Following Thursday's two practice sessions, the AT&T Williams team again demonstrated competitive pace, but contrary to some commentators' expectations, carried their form through into the tactically- critical qualifying session on Saturday....
Following Thursday's two practice sessions, the AT&T Williams team again demonstrated competitive pace, but contrary to some commentators' expectations, carried their form through into the tactically- critical qualifying session on Saturday. Kazuki Nakajima matched his career-best 10th place which made it his first appearance in Q3 this season, and indeed since Singapore last year. Nico Rosberg showed strongly in his first timed laps in final qualifying and, in discussion with his engineers, confirmed that there was more in the car. It was a disappointment to him that traffic in his final pair of timed laps didn't allow him to demonstrate his full pace. Equally, given the potential pace of the FW31, the Williams engineers had carried fuel into Q3 for a strategy that was based on a higher grid slot, which meant Nico's race plan was somewhat compromised from the off, carrying a lighter and less-than-optimal fuel load.

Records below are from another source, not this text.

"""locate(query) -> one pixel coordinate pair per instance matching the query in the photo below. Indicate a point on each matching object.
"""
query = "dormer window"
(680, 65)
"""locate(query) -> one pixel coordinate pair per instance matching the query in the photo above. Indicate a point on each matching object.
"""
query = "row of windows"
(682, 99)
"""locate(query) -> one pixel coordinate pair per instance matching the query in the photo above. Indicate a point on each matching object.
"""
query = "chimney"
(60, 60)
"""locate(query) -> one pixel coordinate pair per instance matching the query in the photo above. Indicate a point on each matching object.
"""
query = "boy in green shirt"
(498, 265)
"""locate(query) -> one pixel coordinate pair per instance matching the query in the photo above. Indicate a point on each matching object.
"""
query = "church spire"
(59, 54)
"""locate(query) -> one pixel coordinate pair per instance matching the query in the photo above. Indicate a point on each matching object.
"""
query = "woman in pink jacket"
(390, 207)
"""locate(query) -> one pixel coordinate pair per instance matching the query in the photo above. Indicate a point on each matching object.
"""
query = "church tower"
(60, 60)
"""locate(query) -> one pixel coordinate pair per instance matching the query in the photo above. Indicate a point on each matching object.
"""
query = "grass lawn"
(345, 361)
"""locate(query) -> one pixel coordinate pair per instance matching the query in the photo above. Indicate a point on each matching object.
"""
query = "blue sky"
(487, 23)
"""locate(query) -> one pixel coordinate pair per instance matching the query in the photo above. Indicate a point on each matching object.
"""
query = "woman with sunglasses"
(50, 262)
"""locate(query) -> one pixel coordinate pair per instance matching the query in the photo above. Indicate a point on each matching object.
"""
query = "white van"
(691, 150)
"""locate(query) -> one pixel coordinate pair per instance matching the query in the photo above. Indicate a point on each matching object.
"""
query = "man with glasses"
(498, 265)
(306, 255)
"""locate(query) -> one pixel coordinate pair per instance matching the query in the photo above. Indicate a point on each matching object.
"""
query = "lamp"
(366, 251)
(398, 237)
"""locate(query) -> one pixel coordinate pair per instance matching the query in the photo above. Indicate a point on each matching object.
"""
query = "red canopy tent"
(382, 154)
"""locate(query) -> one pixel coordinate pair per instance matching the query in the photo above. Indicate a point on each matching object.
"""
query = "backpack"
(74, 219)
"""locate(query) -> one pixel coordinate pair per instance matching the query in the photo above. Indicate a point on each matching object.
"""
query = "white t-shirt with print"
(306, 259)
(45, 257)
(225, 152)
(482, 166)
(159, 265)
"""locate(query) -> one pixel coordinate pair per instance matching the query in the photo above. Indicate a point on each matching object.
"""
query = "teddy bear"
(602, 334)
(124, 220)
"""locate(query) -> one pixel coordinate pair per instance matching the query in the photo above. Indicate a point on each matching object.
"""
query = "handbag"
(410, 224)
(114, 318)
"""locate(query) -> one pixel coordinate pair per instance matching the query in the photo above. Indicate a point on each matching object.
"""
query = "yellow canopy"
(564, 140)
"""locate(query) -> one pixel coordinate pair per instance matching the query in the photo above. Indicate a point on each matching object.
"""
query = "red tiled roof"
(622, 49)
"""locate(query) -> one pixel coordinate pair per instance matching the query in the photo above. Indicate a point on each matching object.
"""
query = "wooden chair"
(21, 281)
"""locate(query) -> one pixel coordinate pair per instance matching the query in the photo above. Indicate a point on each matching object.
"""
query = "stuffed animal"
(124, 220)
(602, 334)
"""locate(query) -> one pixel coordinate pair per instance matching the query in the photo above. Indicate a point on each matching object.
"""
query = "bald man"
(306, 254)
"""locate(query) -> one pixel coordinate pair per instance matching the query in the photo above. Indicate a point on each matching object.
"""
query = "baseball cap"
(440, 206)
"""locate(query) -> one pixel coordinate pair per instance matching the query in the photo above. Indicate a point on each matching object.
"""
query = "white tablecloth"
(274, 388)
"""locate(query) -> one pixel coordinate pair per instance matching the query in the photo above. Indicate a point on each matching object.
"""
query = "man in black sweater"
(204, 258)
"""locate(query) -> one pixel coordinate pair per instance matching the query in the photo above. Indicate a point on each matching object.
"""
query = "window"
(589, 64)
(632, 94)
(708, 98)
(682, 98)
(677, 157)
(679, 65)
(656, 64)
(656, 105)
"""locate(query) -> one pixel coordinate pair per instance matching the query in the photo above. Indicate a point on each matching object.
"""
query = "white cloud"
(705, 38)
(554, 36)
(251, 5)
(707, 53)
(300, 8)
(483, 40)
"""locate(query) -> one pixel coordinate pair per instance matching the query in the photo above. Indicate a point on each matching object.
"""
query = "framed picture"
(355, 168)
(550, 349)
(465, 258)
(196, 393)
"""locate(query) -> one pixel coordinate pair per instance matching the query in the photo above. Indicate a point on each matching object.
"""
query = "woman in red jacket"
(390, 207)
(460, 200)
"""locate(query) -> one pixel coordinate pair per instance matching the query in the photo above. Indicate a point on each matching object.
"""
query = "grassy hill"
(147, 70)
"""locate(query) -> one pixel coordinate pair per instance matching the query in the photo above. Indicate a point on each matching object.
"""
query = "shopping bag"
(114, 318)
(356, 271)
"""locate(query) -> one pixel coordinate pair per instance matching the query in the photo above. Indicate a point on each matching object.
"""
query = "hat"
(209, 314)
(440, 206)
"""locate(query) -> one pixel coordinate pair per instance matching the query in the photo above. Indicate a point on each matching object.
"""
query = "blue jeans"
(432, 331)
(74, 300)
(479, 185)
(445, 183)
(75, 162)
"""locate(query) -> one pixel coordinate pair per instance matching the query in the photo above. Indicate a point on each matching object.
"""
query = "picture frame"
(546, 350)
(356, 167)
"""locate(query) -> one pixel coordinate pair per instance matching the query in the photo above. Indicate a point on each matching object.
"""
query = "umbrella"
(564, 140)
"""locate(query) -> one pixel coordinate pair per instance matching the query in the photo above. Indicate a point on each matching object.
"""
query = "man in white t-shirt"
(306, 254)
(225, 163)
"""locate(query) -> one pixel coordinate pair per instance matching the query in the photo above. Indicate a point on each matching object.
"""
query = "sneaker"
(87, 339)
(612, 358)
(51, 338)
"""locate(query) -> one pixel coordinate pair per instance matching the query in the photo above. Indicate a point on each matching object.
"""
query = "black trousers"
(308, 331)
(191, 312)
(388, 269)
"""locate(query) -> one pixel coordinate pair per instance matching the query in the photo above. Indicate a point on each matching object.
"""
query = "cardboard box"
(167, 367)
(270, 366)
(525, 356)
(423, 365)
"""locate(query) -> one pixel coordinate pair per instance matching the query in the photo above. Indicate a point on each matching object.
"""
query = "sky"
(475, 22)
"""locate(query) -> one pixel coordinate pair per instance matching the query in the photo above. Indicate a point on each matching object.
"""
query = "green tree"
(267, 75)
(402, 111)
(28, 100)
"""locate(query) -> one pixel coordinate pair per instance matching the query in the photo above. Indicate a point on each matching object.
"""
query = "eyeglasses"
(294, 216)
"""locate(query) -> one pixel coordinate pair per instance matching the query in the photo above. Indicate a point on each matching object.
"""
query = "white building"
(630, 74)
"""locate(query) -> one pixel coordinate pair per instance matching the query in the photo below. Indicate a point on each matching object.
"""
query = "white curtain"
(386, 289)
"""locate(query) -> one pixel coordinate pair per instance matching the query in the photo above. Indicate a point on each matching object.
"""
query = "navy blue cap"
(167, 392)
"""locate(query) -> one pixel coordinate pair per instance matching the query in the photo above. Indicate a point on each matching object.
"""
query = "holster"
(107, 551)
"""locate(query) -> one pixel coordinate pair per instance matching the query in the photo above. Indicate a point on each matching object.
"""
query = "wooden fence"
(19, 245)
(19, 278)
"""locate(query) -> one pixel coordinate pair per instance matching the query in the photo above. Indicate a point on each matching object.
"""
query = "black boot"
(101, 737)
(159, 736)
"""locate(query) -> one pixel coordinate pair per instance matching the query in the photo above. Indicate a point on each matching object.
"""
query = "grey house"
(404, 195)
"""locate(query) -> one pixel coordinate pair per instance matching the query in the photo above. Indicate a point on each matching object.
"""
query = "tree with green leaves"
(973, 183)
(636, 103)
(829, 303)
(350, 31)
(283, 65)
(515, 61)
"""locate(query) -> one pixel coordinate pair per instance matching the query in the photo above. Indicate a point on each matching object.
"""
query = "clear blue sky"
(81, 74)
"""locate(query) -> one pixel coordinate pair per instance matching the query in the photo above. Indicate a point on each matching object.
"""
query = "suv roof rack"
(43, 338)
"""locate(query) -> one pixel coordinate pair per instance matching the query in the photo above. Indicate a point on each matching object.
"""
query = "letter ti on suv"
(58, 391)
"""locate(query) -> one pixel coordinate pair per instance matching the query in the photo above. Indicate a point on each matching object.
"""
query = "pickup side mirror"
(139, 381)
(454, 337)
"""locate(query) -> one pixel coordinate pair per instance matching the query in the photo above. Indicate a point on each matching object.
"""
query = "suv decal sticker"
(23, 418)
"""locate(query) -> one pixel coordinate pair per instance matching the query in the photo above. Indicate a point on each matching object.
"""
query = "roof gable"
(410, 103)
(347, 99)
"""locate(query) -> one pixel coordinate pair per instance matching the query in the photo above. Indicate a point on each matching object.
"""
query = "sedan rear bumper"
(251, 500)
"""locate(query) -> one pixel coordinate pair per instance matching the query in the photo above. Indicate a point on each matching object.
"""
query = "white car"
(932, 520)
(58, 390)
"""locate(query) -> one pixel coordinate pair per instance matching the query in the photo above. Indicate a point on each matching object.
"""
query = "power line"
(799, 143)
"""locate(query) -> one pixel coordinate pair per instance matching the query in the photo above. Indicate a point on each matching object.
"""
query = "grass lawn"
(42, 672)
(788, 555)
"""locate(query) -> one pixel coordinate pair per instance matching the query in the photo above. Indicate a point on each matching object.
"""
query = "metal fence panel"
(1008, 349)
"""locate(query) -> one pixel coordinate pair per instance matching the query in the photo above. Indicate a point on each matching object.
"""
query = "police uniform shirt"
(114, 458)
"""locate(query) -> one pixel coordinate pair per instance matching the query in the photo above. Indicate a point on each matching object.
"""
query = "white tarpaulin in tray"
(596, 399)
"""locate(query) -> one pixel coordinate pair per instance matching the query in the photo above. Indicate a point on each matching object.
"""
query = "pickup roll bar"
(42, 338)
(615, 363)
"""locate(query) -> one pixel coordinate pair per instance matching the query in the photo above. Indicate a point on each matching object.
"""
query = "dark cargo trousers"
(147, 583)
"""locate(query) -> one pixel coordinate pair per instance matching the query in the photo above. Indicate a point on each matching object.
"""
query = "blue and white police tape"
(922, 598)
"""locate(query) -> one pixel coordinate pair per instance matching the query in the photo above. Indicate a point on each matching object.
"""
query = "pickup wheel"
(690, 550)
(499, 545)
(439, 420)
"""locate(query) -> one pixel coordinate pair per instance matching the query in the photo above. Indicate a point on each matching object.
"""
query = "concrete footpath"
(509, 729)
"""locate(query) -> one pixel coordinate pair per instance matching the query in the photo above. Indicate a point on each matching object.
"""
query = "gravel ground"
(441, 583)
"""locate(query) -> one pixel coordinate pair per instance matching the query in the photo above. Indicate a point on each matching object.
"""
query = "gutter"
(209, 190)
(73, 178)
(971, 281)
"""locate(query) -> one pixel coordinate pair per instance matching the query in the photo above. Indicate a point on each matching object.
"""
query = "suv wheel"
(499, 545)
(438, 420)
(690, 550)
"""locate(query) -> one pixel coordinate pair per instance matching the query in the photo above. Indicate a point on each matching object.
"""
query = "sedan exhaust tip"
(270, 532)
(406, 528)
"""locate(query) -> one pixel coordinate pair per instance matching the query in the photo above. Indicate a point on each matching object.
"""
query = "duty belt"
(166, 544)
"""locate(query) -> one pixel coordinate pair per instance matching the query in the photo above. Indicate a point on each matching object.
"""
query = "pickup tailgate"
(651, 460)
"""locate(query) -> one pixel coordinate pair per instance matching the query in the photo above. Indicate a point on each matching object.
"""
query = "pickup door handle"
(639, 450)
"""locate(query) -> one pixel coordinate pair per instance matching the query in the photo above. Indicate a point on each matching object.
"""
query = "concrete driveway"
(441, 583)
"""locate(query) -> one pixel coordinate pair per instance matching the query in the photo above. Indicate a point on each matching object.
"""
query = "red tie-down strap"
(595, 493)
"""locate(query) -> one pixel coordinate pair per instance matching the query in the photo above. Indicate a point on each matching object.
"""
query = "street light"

On Sunday, both drivers had clean starts and held their grid positions, but in a bid to allow his race strategy to work, Nico made two well-judged overtaking passes on Massa on lap 7 and Vettel on lap 8, taking advantage of the better performance of his prime tyres, climbing to P4 and briefly leading the race as the first round of stops got underway. Unfortunately, after pitting on lap 18 and fuelling for a long middle stint, Nico had shown his hand first and lost track position to Mark Webber and Felipe Massa who responded with a shorter first stop. As the order shook out, Nico ran through the second round of stops and onto the flag in P6.
Kazuki by comparison ran a long first stint, fuelled to almost mid-distance, but found his progress plagued by traffic from two-stopping cars rejoining, resulting in him dropping off for blue flags. Despite this, Kazuki was on course for a top ten finish until he suffered an accident in the closing phase of the race on lap 77.
Q&A WITH SAM MICHAEL, TECHNICAL DIRECTOR
Q: Were you satisfied with the performance of the FW31 at Monaco?
A: Williams have traditionally been strong at Monaco and this year was no exception, with Nico setting competitive qualifying times when it mattered. So, yes, I was satisfied with the car's pace in Monaco.
Q: Many cars had tyre wear issues on the super-soft rubber. Was it the same for Williams?
A: The issue on the Super Soft compound was actually severe graining, not wear rate. Williams did not have any issue with this during the race, unlike a couple of teams, but that was purely because we planned a very short final stint on the Super Soft after we saw severe graining in practice. As a result, we never carried a lot of fuel with that tyre and the drivers were asked to take it easy on the Super Soft.
Q: Nico was fastest in Q1, yet he qualified sixth. Did he have a problem in Q3?
A: Yes, when he started his last run in Q3 he had a gap of 4.5 seconds between himself and Rubens Barrichello. Unfortunately, Rubens was doing a slow / fast lap sequence so Nico caught him half way around the lap, just before Tabac corner. We should have started the lap with a larger gap in the traffic.
Q: Was sixth a good result for Nico in the race, all things considered?
A: Three points is always welcome, but Formula One is all about expectation and we should have delivered more than that with the pace that the FW31 had around Monaco.
Q: Did you think about letting Kazuki pass Nico when they were running nose-to-tail after Nico's first stop?
A: Yes, we briefly considered it but it would have hurt Nico's race too much. Nico was flat out on a clean track and trying to stay in front of the other cars around him at the time. As Nico was on a compromised strategy anyway (he had too little fuel on board for the first stint because of the traffic he had in the top ten shoot out in qualifying Q3), losing even half a second would have cost him dearly.